Midday is pretty slow around the Patanal. The animals hide from the heat, and so do the humans. Lunch is at 11:30, then everyone retires to their rooms to snooze, or write on their blog. Around 4 pm, we meet up once again, this time for an 800 meter walk along a raised, boarded path (for when the rains come and the water level is so much higher)

DSC08499.JPG

to the howler monkey tower. As we slowly climb up the 6 or so sets of stairs, we can see a family of monkeys in the trees – the dad is the really dark one, and the other photo has a good-sized mom and a really small baby on her back:

DSC08517.JPG

DSC08508.JPG

There’s a lovely view of all the plains from the top, and a nice breeze as well. Of course, the monkeys head straight into the branches and away from us as we get closer. After a bit, I head back down to join mom, and we walk back on our own. It’s actually so much nicer this way, as we stop from time to time to admire a butterfly, or some birds, or just to listen to all the noises of the forest.

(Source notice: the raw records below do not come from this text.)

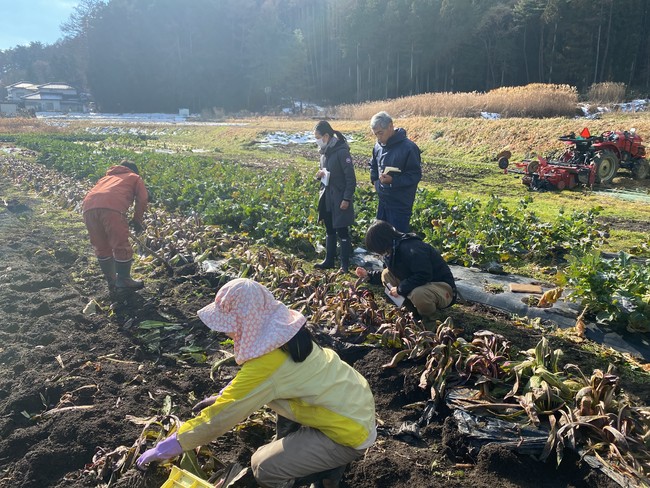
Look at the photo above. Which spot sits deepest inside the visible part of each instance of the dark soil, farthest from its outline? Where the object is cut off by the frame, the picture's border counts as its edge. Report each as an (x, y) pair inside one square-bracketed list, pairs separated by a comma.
[(52, 355)]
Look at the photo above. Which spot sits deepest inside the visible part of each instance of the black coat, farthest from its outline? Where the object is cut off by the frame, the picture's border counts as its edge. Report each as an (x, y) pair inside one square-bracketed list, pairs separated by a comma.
[(415, 263), (341, 186)]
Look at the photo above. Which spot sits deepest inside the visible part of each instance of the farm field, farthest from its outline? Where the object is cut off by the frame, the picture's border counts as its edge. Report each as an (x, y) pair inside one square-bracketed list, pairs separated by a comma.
[(75, 386)]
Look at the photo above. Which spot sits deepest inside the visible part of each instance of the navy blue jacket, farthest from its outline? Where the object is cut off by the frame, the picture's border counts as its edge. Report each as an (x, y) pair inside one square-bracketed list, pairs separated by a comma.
[(415, 263), (399, 152)]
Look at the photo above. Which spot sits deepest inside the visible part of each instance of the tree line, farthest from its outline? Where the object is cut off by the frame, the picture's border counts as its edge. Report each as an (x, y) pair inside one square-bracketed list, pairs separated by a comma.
[(160, 55)]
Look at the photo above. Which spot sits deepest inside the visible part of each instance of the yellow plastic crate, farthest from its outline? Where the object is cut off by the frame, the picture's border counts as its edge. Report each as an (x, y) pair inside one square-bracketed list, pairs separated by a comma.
[(179, 478)]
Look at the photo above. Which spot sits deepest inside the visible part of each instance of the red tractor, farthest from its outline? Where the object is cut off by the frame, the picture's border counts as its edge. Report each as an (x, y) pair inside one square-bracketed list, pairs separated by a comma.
[(586, 160)]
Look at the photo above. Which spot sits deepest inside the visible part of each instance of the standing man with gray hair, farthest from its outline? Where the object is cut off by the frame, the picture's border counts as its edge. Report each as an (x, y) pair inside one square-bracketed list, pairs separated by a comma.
[(395, 170)]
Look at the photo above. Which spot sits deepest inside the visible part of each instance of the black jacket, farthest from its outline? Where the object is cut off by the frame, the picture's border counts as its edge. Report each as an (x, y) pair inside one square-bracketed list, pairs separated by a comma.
[(415, 263), (403, 154), (341, 186)]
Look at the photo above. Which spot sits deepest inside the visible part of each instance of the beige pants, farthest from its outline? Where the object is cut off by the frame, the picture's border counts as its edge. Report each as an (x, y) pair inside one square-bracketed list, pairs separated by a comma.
[(299, 454), (426, 298)]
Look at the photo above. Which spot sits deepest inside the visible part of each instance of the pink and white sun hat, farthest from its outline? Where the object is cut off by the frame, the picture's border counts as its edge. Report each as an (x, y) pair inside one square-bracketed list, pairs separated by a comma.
[(248, 312)]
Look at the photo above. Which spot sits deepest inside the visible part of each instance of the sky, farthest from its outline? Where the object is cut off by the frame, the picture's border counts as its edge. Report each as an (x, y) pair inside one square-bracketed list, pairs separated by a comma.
[(25, 21)]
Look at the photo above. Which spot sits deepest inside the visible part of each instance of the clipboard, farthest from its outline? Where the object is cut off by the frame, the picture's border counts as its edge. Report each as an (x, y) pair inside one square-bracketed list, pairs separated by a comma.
[(398, 300)]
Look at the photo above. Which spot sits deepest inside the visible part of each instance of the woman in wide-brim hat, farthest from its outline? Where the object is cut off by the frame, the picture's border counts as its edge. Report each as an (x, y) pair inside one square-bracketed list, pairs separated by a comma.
[(326, 411)]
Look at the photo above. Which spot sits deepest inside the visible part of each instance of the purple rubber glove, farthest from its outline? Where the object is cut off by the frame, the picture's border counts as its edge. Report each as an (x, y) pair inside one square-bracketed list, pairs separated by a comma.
[(205, 403), (165, 449)]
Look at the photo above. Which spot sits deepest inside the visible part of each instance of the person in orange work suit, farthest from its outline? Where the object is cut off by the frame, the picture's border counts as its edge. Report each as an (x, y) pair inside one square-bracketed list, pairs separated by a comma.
[(104, 213)]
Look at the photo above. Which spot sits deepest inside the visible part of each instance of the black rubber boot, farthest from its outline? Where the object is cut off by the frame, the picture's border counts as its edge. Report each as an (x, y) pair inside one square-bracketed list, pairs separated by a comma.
[(330, 479), (346, 250), (107, 265), (284, 427), (124, 280), (330, 253)]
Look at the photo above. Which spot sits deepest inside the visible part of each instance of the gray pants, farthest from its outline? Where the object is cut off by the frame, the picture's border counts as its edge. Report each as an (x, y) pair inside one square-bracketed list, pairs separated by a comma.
[(298, 455)]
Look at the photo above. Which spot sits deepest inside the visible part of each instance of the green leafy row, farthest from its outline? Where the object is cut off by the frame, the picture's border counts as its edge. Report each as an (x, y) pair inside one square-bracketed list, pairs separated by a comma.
[(276, 206)]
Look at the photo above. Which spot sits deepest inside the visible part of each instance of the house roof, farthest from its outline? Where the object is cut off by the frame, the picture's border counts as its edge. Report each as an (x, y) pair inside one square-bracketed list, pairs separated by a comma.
[(24, 84), (57, 86), (42, 96)]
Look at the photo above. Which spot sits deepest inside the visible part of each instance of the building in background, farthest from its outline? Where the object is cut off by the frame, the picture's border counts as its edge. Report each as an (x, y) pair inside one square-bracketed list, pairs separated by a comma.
[(50, 97)]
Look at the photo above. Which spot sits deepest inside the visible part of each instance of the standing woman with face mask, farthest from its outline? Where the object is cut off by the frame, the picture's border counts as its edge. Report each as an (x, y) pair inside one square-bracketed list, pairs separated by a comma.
[(335, 201)]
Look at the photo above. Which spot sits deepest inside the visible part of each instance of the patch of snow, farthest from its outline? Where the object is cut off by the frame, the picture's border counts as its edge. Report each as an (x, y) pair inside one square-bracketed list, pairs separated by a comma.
[(153, 118), (282, 138)]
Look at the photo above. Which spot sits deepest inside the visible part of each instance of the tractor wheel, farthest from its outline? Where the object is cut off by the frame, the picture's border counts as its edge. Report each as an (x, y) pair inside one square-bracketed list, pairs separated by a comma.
[(641, 169), (532, 167), (606, 166)]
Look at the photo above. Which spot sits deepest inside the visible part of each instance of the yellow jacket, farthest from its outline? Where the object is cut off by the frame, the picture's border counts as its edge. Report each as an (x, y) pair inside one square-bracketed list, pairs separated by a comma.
[(322, 392)]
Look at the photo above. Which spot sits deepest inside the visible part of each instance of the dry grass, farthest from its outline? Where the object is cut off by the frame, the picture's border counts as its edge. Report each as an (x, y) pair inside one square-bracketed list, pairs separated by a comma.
[(608, 92), (535, 100)]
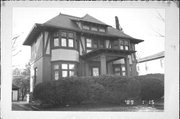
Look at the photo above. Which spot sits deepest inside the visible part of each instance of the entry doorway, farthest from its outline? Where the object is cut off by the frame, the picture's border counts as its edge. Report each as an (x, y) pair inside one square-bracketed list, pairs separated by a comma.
[(119, 70), (95, 71)]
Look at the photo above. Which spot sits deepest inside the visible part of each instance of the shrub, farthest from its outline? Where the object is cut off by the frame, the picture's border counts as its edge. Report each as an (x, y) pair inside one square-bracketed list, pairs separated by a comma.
[(62, 92), (152, 86), (102, 89)]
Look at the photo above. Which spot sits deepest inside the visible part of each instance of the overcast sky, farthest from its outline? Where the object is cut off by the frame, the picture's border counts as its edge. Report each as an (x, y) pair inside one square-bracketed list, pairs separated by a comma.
[(138, 23)]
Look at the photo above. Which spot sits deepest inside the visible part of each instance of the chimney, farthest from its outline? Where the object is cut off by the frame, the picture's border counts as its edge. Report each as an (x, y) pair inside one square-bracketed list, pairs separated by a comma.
[(118, 27)]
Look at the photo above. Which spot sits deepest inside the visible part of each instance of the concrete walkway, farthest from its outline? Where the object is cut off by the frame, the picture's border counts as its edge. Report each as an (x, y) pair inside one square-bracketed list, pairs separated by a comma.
[(20, 106)]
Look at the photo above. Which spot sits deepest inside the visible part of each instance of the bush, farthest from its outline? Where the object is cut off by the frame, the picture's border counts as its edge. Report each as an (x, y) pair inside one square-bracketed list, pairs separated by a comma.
[(61, 92), (152, 86), (102, 89)]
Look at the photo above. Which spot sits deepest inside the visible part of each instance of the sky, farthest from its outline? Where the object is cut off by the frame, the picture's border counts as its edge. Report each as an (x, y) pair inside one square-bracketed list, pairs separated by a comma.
[(139, 23)]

Once back, I take mom over the the tree with the hyacinth Macaw, and we relax and shower before dinnertime at 7:30. And of course, passing by great-looking birds going about their business:

DSC08544.JPG

After dinner, we see a 30 or 40 minute movie on the Pantanal. So beautiful and so amazing to watch the changes the land undergoes from being 80% covered in water to being dried and cracked, and particularly how these changes impact hunting and mating season and overall survival For instance, the jaguars here are 60% larger than any in South America because the caiman are so abundant for the cats here to eat. Now that’s Darwinism!